Elle se leva péniblement, les yeux lourd et la mine irritée. Son téléphone jouait en guise de réveil le dernier tube de Noah Cyrus, mais ça ne l'aidait pas spécialement à se réveiller. April n'était pas du matin. Elle bailla bruyamment en constatant dans son miroir que sa touffe de longs cheveux roux lui donnait des airs d'Anna, dans la Reine des neiges (oui, parce que ses références cinématographiques s'arrêtaient aux classique Disney).
« Ugh, » gémit-elle pour elle-même, « motive toi, April ! »

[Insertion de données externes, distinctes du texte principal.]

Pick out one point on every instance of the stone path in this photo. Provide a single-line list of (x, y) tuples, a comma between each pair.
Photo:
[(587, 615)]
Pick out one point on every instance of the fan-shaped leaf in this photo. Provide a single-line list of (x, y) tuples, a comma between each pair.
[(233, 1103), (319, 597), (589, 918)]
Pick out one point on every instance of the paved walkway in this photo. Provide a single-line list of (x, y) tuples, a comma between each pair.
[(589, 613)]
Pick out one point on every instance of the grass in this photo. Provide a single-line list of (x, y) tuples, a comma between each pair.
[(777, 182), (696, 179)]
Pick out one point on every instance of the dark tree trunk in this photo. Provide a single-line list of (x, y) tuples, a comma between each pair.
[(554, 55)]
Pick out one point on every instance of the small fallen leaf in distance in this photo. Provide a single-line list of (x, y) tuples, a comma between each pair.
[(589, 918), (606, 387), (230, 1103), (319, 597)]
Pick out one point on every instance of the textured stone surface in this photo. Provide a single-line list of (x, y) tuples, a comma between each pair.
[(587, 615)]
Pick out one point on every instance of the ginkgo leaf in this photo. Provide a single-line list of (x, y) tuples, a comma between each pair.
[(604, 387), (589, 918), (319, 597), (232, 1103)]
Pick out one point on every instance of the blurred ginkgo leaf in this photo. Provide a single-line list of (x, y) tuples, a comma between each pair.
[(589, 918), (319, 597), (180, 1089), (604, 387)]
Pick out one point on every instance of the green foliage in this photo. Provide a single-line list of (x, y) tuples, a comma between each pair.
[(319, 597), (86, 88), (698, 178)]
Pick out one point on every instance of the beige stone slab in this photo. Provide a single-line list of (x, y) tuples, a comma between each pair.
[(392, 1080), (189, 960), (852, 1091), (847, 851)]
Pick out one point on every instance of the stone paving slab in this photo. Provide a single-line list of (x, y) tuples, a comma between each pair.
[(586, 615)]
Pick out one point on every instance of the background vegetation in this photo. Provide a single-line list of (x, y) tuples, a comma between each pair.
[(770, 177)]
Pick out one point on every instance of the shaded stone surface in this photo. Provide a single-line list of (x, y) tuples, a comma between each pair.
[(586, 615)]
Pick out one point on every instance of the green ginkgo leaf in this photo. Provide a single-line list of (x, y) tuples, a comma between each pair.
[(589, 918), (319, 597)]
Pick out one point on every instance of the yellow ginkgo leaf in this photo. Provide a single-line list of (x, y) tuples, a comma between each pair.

Douche, brossage de dent, coiffage. Elle se fit une queue de cheval toute simple parce qu'elle ne savait pas quoi faire d'autre de ses cheveux. Une touche de gloss – le seule maquillage qu'elle mettait – et en route pour l'école après s'être habillée.
April passa en coup de vent dans la cuisine, attrapant seulement une banane qu'elle engouffra sans sa bouche tout en saluant sa tante.
« Bonjour tante June ! Je prends pas de petit déjeuner, je suis en retard ! »
June leva les yeux au dessus de ses lunettes pour regarder sa nièce, ne lâchant pas des mains son journal. Elle était tirée à quatre épingles, comme toujours son rouge à lèvres couleur sang la seyant à la perfection, et ses longs cheveux noirs encadrant son fin visage.
« Ne viens pas te plaindre si tu fais une crise d'hypoglycémie plus tard, » répondit-t-elle, « je quitte l'état à 10 heures, je serai pas là pour venir m'occuper de toi. »
« J'en aurais pas besoin, » lança April sans regarder sa tante. Elle mettait ses chaussures et la seconde d'après, elle était dehors.
Elle s'engouffra dans les transports en commun avec précipitation, se serrant dans le métro toujours bondé de New York. Sa petite main frêle attrapa péniblement une barre à laquelle s'accrocher et maintenant, elle n'avait plus qu'à attendre d'arriver à destination.
Son épaule lui faisait mal, et April réalisa que son sac était plus lourd que d'habitude, mais pas le temps de s'en soucier : son téléphone vibrait. Elle passa sa main dans sa poche pour voir qu'elle avait un texto d'une camarade de classe lui demandant si elle avait fait ses devoirs de sciences.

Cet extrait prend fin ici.